Tratou-se não de apurar responsabilidades de quem teve comportamentos desonestos seja ao nível dos trabalhadores, dos serviços técnicos, das chefias ou das administrações, tomando as medidas correspondentes, mas de pôr em causa as funções de trabalhadores e responsáveis honestos, capazes e dedicados ao longo de muitos anos, havendo o sério risco de virem a ser substituídos por quem não adopta esses valores como conduta.

A favor do capital

A JAE e o processo da sua extinção, inserem-se numa acção mais vasta de desmembramento da Administração Pública e de ataque ao papel do Estado com a sua desresponsabilização e a privatização das suas funções, de delapidação do património público e da sua entrega ao grande capital, de um crescente domínio dos grupos económicos e financeiros e dos seus valores sobre a economia e a vida nacionais, de uma situação que é marca comum da política dos Governos do PSD e do PS.
São criadas as figuras de Institutos, Sociedades Anónimas, Fundações e outras estruturas com total confusão entre o público e o privado, com os dinheiros públicos a financiarem e a gestão e os interesses privados a dominarem.

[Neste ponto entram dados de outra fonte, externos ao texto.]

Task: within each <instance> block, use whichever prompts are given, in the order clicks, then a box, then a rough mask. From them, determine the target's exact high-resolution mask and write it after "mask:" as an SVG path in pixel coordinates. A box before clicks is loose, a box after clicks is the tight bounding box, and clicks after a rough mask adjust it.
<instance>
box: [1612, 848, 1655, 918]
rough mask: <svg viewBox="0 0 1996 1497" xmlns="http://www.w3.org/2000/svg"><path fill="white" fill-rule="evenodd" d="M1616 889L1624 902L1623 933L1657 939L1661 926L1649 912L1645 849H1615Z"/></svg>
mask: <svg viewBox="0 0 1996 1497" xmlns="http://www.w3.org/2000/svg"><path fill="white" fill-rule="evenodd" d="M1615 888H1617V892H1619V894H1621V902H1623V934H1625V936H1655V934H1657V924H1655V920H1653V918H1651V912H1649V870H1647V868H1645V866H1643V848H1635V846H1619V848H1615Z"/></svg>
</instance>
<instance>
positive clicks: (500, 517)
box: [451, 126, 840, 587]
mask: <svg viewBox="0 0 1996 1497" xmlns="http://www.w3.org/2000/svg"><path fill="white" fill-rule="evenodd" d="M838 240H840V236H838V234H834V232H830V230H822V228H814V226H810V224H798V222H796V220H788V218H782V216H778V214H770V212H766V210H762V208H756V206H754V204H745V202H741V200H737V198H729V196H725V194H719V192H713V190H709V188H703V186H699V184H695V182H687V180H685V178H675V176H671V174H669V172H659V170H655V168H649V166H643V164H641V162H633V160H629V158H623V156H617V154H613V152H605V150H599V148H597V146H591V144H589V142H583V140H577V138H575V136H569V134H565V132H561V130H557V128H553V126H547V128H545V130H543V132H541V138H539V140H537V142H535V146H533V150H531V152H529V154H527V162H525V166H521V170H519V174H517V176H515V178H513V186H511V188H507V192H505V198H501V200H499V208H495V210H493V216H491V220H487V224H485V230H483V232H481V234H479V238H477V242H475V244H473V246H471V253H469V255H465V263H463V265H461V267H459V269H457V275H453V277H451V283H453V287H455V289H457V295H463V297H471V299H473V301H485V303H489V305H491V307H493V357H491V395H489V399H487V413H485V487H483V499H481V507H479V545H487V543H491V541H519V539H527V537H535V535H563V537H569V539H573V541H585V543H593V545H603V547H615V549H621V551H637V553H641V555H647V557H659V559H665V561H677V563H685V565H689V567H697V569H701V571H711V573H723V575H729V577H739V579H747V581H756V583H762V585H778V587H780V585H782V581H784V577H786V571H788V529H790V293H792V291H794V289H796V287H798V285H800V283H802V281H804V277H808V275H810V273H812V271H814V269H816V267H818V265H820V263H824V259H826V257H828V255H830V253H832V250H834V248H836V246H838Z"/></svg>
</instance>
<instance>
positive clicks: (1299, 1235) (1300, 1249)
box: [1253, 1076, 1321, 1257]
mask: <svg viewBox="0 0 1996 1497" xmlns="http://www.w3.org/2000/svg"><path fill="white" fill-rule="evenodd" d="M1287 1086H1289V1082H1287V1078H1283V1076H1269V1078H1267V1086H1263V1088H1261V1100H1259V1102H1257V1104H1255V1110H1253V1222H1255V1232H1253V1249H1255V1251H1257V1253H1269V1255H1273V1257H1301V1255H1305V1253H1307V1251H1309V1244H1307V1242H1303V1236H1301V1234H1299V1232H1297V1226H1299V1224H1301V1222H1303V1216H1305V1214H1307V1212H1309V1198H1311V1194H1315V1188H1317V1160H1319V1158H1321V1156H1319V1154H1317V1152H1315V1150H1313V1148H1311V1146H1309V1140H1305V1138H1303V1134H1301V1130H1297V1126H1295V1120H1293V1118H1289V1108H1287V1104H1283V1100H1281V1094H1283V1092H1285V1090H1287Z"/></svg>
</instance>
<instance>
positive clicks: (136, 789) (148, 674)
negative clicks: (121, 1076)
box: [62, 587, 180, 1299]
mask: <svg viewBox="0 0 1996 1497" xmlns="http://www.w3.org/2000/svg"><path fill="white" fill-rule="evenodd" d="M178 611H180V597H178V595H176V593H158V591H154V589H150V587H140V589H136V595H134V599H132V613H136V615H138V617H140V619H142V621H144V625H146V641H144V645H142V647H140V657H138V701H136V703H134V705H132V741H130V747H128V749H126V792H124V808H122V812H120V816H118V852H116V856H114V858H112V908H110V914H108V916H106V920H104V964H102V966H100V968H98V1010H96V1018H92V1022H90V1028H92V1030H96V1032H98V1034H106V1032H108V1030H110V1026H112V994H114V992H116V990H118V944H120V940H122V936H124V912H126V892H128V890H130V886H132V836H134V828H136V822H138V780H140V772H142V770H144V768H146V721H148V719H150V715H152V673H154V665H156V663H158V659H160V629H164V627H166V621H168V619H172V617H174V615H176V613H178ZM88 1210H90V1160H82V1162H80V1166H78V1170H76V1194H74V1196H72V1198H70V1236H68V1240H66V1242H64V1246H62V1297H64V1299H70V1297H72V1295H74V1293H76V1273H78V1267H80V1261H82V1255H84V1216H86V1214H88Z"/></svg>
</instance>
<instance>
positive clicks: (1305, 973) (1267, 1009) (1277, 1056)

As concessões proliferam e tudo isto esvazia as funções do Estado, afrouxa a tutela e o controlo administrativo, fundamental para a garantia do interesse público e a transparência dos processos, facilitando os fenómenos de corrupção e nepotismo.
A situação criada impõe o desenvolvimento da luta dos trabalhadores e das suas organizações representativas em defesa dos postos de trabalho e dos direitos, luta que é simultaneamente um contributo para a defesa do interesse público e para tornar possível, uma política alternativa, uma política de esquerda.
O PCP tornou clara a sua posição e manifestou e manifesta a sua solidariedade e apoio aos trabalhadores da Junta Autónoma das Estradas. Os trabalhadores da JAE contaram e podem contar com o PCP. O PCP precisa também de contar com o apoio dos trabalhadores da JAE. O reforço do Partido Comunista Português é o factor determinante para a defesa dos interesses dos trabalhadores e do país, para tornar possível uma política de esquerda para Portugal.